As disabled U.S. military veterans return home, they often face the challenge of adapting to a new home and finding ways to cope with their surroundings. In order to better serve the returning soldiers, Clark Reality Capital commissioned Michael Graves & Associates (MGA) to design the “Wounded Warrior Home Project.” In conjunction with IDEO, Graves has designed a complete residential environment for physically impaired veterans. The single-family prototype homes provide everything from adjustable height kitchen counter-tops to easy-access rooms and closets, creating a comfortable environment for the physical and emotional needs of the soldiers.
Text provided by Michael Graves & Associates:
The design of these prototypes provides for the needs of a varied group of soldiers who have been injured and/or adversely affected by their military service. Universal design principles are utilized to serve soldiers with varying conditions including but not limited to paralysis, blindness, loss of limbs, and/or post-traumatic stress disorder. Two houses will be built in 2011, opening on November 30, 2011.
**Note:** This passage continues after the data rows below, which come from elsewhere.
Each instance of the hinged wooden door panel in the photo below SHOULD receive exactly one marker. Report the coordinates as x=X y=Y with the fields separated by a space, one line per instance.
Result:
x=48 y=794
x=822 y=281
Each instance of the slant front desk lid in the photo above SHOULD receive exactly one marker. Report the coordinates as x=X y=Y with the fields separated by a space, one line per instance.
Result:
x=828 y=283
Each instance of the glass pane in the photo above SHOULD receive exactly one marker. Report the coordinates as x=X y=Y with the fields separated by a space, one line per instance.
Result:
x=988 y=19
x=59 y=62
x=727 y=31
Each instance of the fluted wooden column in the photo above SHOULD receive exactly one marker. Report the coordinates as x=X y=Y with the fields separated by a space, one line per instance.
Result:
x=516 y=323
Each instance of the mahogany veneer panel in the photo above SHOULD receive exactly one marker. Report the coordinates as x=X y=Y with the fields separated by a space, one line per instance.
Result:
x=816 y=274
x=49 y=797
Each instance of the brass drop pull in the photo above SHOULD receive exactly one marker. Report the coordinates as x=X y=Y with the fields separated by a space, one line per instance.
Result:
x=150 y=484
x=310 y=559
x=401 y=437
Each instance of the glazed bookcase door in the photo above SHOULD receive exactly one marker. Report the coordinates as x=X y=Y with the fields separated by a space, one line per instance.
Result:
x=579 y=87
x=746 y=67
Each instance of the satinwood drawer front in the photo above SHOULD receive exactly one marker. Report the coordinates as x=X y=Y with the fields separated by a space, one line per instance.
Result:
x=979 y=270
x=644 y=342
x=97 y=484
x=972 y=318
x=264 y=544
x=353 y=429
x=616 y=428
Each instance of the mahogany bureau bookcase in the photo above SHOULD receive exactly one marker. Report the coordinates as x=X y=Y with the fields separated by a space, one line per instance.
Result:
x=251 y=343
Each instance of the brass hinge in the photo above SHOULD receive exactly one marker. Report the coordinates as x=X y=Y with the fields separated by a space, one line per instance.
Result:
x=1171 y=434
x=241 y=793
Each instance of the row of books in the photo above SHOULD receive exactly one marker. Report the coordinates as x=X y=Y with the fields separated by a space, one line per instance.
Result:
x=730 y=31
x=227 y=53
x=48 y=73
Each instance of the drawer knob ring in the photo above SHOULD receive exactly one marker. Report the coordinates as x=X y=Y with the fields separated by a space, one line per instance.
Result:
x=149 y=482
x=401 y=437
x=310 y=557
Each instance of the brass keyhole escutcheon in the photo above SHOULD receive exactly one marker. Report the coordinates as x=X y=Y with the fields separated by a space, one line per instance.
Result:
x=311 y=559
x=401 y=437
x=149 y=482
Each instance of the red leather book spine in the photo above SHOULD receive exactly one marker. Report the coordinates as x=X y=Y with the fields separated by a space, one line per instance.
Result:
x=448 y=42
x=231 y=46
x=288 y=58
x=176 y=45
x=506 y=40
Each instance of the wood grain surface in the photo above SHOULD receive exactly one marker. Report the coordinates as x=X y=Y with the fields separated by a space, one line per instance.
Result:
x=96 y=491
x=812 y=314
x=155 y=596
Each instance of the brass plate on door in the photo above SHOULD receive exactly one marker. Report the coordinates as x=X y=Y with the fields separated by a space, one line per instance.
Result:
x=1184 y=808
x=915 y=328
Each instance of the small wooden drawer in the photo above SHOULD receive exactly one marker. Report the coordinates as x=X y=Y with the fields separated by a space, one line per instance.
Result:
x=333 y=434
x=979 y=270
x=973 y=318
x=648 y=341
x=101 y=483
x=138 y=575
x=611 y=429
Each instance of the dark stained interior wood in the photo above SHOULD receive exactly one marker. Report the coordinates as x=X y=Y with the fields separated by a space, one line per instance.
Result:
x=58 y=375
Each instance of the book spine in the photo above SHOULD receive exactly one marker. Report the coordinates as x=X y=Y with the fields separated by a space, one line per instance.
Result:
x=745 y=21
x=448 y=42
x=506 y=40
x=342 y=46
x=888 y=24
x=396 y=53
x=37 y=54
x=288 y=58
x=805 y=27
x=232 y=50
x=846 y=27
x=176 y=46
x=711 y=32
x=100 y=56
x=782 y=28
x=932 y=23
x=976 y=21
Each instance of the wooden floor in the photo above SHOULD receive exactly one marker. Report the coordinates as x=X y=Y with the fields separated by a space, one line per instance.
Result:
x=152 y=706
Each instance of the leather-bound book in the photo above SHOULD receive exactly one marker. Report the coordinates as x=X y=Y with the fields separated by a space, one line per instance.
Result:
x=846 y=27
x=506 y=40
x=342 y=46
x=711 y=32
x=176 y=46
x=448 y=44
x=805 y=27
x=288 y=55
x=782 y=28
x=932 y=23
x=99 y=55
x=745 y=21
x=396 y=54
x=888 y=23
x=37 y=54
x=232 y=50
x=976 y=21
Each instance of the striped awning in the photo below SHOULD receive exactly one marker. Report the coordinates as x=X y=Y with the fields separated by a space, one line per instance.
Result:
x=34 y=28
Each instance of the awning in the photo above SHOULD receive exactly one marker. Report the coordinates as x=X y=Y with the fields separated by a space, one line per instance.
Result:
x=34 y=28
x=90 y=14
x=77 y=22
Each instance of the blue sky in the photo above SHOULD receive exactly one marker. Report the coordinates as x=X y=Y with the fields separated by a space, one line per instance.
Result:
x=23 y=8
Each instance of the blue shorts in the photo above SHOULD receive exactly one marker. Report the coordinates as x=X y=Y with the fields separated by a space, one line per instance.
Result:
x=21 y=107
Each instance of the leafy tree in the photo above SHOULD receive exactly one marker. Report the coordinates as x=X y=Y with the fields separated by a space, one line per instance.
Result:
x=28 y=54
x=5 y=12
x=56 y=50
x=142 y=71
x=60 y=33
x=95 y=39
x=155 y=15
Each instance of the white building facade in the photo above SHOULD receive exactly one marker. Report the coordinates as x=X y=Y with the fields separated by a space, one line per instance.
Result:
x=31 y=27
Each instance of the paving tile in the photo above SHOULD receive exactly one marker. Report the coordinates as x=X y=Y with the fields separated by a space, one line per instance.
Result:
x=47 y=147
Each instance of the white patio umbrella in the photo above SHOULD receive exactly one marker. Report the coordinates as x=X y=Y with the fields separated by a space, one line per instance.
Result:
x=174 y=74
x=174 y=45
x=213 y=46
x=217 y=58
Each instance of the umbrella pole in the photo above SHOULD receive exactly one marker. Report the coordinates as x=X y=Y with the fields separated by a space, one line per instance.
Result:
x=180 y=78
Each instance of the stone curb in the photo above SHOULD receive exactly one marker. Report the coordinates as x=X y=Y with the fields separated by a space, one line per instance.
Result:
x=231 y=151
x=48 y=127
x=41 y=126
There are twenty additional sites on Fort Belvoir that are planned for Wounded Warriors Homes, with hundreds of additional sites located on military bases across the country. Clark and MGA hope the project will contribute to a national dialogue about our need to properly serve those who have served our country. In addition, each house will function as a design laboratory, whose progress will improve the lives of soldiers, as well as the general aging American population.
MGA, for its part, brings to the project everything it’s learned in 47 years of product and building design. Extensive in-studio research insures that every sliding door, toothbrush, and Smartphone-controlled air conditioner in the Wounded Warrior Homes works the way it’s supposed to. At the same, Graves’ original visual sensibility gives the houses and everything in them an elegance and style usually missing in the patient-care space.
Everywhere, the architecture and design of the homes demonstrates a unique insight into the lives of those with limited mobility—and the reason why is simple: it was all created by someone who knows the challenges that people with special needs have to face. Michael’s struggled with them for eight years, and much of his recent work has been devoted to designing newer and better everyday products that are as beautiful as they are easy to use.
IDEO conducted in-depth interviews and observations of 10 civilians and 20 injured soldiers in order to gain a deep understanding of how disabled active duty service members resume civilian life. Listening to the stories of veterans and their families, IDEO realized that there isn’t one collective experience, but rather “seven dualities or contrasts” that define the complex needs of these soldiers.
These dualities are identified as ”well-defined, undefined spaces”, ”mobile roots”, “inside out, outside in”, visible & invisible security”, ”social privacy”, “uniquely normal” and “old self, new self”.